My book tour got started yesterday in Washington, beginning with an interview with T.V. Parasuram, correspondent since 1962 of the Press Trust of India, the Indian version of the Associated Press. He wanted to see me because the Chinese monk whose journey from China to India in the seventh century makes up the narrative thread of my book is about as famous in India as he is in China (and as unknown in the West). "I studied about him in the second or third grade," Mr. Parasuram told me. We drank tea in the coffee shop of the Omni Shoreham on Calvert Street and talked about the paradoxes of Buddhist philosophy—the concept of the double emptiness and other such matters—while at the table next to us a couple murmured about redecorating their house.
Then I did a 15-minute interview with Bill Thomas, whose program Eye on Books is broadcast to eager book-buyers on 600 radio stations across the country. Next I engaged in what my publisher grandly calls "international coverage" at the Voice of America where Nancy Beardsley conducted a gracious and gentle interview, to be broadcast in the form of gracious, gentle American propaganda across the world. Imagine all those people in Burundi and Bangladesh listening to me talk about the ardor of traveling from China to India and back. The very idea that someone would do that and get paid for it by his publisher must be outlandish to that portion of the VOA audience, for whom survival itself is more arduous than anything I am likely to experience.
In the evening I gave a talk at the Freer Gallery, feeling (or wishing to feel) like Burton or Speke reporting on their explorations before the Royal Geographical Society. I punctured my own pretension by telling my story of crossing the Torugart Pass from China into Kyrgyzstan. This historic pass through the Tian Shan mountains, only reopened about three years ago, is 200 miles north of Kashgar, the westernmost city in China, and 400 miles south of Bishkek, the capital of Kyrgyzstan. It's at about 9,000 feet elevation and surrounded by hills so barren they appear to be shaved. There's nothing there except for the Chinese border-control post, a strange sort of triumphal arch marking the actual frontier, and then a few miles away is Kyrgyz customs and immigration, where, on the day I was there, Russian soldiers hunted marmots with their AK-47s. I walked into the Chinese post thinking that this must be the most remote and infrequently traveled border-crossing on the globe—and there ahead of me was a group of 15 or so retirees from Florida traveling via the air-conditioned bus of Silk Road Adventure Tours, or something of that sort.
There's no such thing as remote anymore. The days of heroic travel, of Burton and Speke, Livingstone and Stanley are over.
Still, I told my audience, nobody that I know of has retraced the entire journey of the famous monk from Xian in China to Kanchipuram in India and back. One person in the audience wanted to know how I felt about the Taliban's destruction of the great Buddhist rock carvings in Bamiyan, Afghanistan, which my monk saw and described in his account of his journey.

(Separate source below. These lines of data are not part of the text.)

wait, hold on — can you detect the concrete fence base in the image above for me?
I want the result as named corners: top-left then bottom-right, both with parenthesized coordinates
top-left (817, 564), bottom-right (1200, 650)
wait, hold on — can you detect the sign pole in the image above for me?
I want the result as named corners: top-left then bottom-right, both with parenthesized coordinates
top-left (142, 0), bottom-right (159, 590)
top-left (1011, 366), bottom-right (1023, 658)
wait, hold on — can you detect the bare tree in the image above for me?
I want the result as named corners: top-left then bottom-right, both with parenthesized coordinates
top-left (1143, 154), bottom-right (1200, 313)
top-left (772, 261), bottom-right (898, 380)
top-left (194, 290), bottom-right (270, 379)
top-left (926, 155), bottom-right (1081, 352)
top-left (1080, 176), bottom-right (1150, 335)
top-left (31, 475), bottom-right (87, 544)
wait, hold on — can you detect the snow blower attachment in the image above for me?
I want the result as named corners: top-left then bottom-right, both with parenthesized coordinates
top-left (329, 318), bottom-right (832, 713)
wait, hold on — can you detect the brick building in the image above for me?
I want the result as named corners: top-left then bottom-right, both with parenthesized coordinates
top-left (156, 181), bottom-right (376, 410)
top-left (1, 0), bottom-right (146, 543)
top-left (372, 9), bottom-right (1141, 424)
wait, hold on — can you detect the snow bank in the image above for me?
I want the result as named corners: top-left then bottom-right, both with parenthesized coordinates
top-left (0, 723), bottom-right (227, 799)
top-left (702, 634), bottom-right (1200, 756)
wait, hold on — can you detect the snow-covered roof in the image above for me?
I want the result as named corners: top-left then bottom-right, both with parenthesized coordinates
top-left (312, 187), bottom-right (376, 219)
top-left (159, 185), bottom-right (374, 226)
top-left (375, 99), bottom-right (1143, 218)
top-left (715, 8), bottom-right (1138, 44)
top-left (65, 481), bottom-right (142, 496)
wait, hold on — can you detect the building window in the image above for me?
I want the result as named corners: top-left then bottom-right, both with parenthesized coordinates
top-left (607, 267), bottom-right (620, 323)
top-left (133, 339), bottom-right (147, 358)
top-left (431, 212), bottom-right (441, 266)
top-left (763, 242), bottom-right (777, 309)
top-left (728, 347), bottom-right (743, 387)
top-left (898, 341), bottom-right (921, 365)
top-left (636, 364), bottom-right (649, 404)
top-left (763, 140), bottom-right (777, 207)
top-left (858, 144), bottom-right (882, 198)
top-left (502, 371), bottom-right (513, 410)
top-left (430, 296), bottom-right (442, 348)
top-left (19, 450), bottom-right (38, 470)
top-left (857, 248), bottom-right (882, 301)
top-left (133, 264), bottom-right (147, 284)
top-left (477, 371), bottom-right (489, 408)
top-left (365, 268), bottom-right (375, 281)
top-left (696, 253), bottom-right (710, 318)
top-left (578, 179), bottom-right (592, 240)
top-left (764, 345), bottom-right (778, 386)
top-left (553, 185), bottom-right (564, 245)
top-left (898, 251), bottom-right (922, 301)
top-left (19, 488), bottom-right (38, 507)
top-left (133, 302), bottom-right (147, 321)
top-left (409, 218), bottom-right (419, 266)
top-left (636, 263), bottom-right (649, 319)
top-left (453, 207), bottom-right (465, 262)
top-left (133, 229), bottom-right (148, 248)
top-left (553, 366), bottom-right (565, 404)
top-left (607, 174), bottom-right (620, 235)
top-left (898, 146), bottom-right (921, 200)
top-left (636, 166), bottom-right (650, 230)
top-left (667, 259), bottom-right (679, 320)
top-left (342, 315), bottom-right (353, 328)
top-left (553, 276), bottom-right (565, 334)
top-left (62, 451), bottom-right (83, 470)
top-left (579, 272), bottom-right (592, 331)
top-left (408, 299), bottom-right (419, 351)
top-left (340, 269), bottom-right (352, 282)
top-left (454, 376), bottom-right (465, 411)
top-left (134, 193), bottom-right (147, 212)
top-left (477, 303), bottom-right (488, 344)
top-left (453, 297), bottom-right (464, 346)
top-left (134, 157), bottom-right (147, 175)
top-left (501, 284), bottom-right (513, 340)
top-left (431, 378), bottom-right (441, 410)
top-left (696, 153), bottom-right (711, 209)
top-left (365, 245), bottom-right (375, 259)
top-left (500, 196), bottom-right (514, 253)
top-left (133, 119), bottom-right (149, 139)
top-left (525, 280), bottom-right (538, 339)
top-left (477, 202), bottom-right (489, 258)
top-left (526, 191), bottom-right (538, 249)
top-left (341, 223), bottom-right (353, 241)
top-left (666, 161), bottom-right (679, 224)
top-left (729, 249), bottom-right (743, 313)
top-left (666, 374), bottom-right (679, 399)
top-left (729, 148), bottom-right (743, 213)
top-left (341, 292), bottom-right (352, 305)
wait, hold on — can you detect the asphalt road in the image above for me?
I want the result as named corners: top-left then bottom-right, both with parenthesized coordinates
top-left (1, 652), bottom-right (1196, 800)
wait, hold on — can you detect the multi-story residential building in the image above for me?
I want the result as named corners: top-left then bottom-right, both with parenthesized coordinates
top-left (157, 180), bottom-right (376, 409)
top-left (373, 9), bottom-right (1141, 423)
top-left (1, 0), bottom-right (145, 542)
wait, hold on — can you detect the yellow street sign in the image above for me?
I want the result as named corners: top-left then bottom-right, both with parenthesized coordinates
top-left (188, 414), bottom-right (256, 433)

I replied that I thought it was the metaphorical annihilation of a people, an act of barbarism whose underlying message was that a whole great expression of the human genius did not deserve to exist. But, I added, if you go to the great cave temples in Western China, like the Kizil caves near Turfan, you will see that the eyes of most of the figures in the wall paintings have been gouged out. This vandalism was carried out by the Muslim invaders of the ninth century. There really is nothing new under the sun.
The later evening saw one of the splendid events of my life, a buffet dinner in Georgetown given for me by friends to whom I will be forever grateful. As a New Yorker who rarely comes to Washington, it was extraordinary to see the denizens of this city, political and journalistic, mixing and mingling. I was told that Alan Greenspan was going to be there, and I had a little speech all prepared for that eventuality, something along the lines of my feeling that he would have been too busy saving the global economy to come to a party for me. Well, he wasn't there. I mention this in an effort to devise a new kind of negative name-dropping, slipping into the conversation someone who was absent, whom you've never met and don't know but who still gives you associational glory. If he hadn't been too busy saving the global economy, I'm sure Mr. Greenspan would have been there.